What are your suggestions for change cable clutch system to hydraulic ?
I have too much pressure on the pedal and in traffic it is horrible.
I have a 351W stroked 427 with a 10.5 clutch coupled with a Tremec TKO 600, 5 speed.
My parts come from Engine Factory.
I would appreciate web link and/or pictures to make the conversion if you can.
The cost is not important, I want the best and keep it simple.
I will be at the FFR open house next June 9th, hope see you !
I just changed a complete kit cable to hydraulic and it is at least a 100% improvement. Pedal pressure is a little less and pedal travel to clutch dis-engagement has gone from 90+% of travel to about 40% of travel.

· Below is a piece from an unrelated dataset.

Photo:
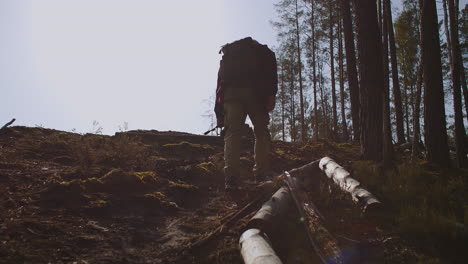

A 1-1/8: master was recommended and is a direct bolt in with the Wilwood pedal assembly. Slave selection and mounting hardware is dependent on engine/trans, and I have no experience with your set-up so calling Mike is a good idea.
Get at least a 1" MC or 1 1/8", that way you can lower the clutch pedal to be more in line with your brake pedal but push enough fluid volume to fully disengage the clutch. After having a leaky Wilwood Master I went with a Tilton 76 series, they are about $40 more but the quality difference is worth it, the bore is polished and hard anodized...Wilwoods are as cast and NOT anodized. These things are so difficult to replace on a completed car (about 4 hours), that I would spring for the higher quality part for the MC.
I did buy the kit from Fortes, nice brackets and fittings, some shimming of the bracket required depending on your clutch configuration, but easy to do.
Here's a couple pics of my setup on a TKO 500 w Quicktime Bellhousing to a small block.
I built my own using a Wilwood slave and a piece of angle iron that is bolted to the Energy Suspension motor mount. I also welded a tab to the chassis so I could run hard line down to the clutch area and attach the flex line with a AN bulkhead fitting. I used a 1" master cylinder, it feels just about the same as a stock Mustang clutch, only much smoother.
Here's a photo of the hard lines and the tab for the bulkhead fitting.
I did what Dave and others have done. Buy Forte's kit and stipulate a 1" or 1 1/8" master.
I have the latter.. works perfectly.
I have a new/unused 1" Tilton master lying around. I was going to go with that, but leap-frogged it for a 1 1/8" Wilwood (no leaks here).